Just a five blocks away from President Donald Trump’s residence sits one of his homes away from home, the Trump International Hotel. Located at 1100 Pennsylvania Avenue North West, the Trump Organization leased land that used to house the Old Post Office and turned it into one of Washington’s top luxury hotels.

GV Wire had an exclusive tour of Trump International Hotel Washington D.C. Managing Director Mickael C. Damelincourt served as our tour guide. He showed us what a $200 million dollar renovation project pays for. The Trump Organization leased the Old Post Office from the federal government and turned it into its signature brand of luxury hotels. It opened September 2016.

The lobby benefits from natural sunlight as it is set in the middle of the hotel’s atrium. The teal-colored couches and chairs serve as a waiting area and a place to enjoy drinks from the Benjamin Bar and Lounge along the wall.
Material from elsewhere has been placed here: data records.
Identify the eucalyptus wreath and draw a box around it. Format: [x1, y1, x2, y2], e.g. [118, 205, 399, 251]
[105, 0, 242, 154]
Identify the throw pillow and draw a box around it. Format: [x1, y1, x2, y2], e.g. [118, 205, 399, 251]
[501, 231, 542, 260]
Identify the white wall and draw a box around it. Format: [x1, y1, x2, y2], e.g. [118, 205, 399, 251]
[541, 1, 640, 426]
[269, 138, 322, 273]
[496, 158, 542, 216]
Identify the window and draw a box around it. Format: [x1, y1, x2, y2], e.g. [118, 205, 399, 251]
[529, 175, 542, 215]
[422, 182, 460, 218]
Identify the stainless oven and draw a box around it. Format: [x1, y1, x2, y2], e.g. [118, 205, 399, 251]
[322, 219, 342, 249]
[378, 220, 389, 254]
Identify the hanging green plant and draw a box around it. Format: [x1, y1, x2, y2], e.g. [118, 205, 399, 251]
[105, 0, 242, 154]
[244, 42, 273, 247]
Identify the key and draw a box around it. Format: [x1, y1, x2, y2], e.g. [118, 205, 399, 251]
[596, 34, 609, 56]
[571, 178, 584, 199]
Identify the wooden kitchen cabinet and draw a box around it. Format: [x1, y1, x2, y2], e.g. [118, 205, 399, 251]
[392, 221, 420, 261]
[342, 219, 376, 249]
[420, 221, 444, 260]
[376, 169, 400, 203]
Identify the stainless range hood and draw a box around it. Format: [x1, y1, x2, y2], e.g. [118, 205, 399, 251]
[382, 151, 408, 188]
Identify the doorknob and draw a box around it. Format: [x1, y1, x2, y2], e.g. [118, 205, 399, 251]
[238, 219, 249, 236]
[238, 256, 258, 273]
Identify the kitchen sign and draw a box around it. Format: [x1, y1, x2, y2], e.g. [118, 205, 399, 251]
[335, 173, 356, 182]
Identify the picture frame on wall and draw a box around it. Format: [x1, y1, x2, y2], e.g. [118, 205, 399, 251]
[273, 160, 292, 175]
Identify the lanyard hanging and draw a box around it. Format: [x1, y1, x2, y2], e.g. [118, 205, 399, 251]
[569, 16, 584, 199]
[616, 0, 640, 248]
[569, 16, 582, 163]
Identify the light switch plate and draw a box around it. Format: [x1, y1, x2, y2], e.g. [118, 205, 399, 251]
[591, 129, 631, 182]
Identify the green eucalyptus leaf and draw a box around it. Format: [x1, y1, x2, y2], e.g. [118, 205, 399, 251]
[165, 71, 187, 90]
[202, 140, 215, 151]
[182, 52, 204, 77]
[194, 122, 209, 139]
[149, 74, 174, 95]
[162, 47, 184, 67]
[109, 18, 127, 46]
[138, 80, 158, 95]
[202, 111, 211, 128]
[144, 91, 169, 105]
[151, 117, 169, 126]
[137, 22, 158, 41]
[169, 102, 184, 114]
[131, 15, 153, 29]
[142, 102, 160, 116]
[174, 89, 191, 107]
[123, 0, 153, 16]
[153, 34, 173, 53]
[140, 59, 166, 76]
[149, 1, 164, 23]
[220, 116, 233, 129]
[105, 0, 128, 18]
Another striking feature is the humungous American flag, spanning six stories tall. Damelincourt says that it was initially installed for the inauguration of Trump. But, it received such positive feedback, it has remained.

Daniel Mahdavian is the hotel’s Director of Food & Beverage. He also has a special talent: opening champagne bottles with a sabre. It is part show and part marketing to sell high end champagne. Daniel showed GV Wire the technique before pouring us a glass of Jacquart.

$12,000 Bottle of Scotch

If fancy champagne isn’t your style, the Trump Hotel also has an exclusive tasting room for scotch whiskey. Called The Macallan Room, connoisseurs of high end scotch can enjoy one of the most exclusive bottles of The Macallan M for $12,000 or $650 per ounce. There are more affordable options available as well.  Mahdavian says the best food to pair with the spirit is bacon.

What’s the most exclusive room at the hotel? It’s not the penthouse, but on the ground floor. Michael gave us a tour of the 6,300 square-foot town home, located on the first floor on the Pennsylvania Avenue side. It rents for $25,000 a night. It is two stories, complete with its own dining room, gym and separate entrance from the street.

Finally, we went up the elevator for a look from above on the fifth floor. The 16-foot wide hallways and ceiling heights are larger than a typical hotel. But of course, this is no typical hotel.

Damelincourt does make one revelation: Although dining at the hotel since he took office, the president has not stayed at the Presidential Suite.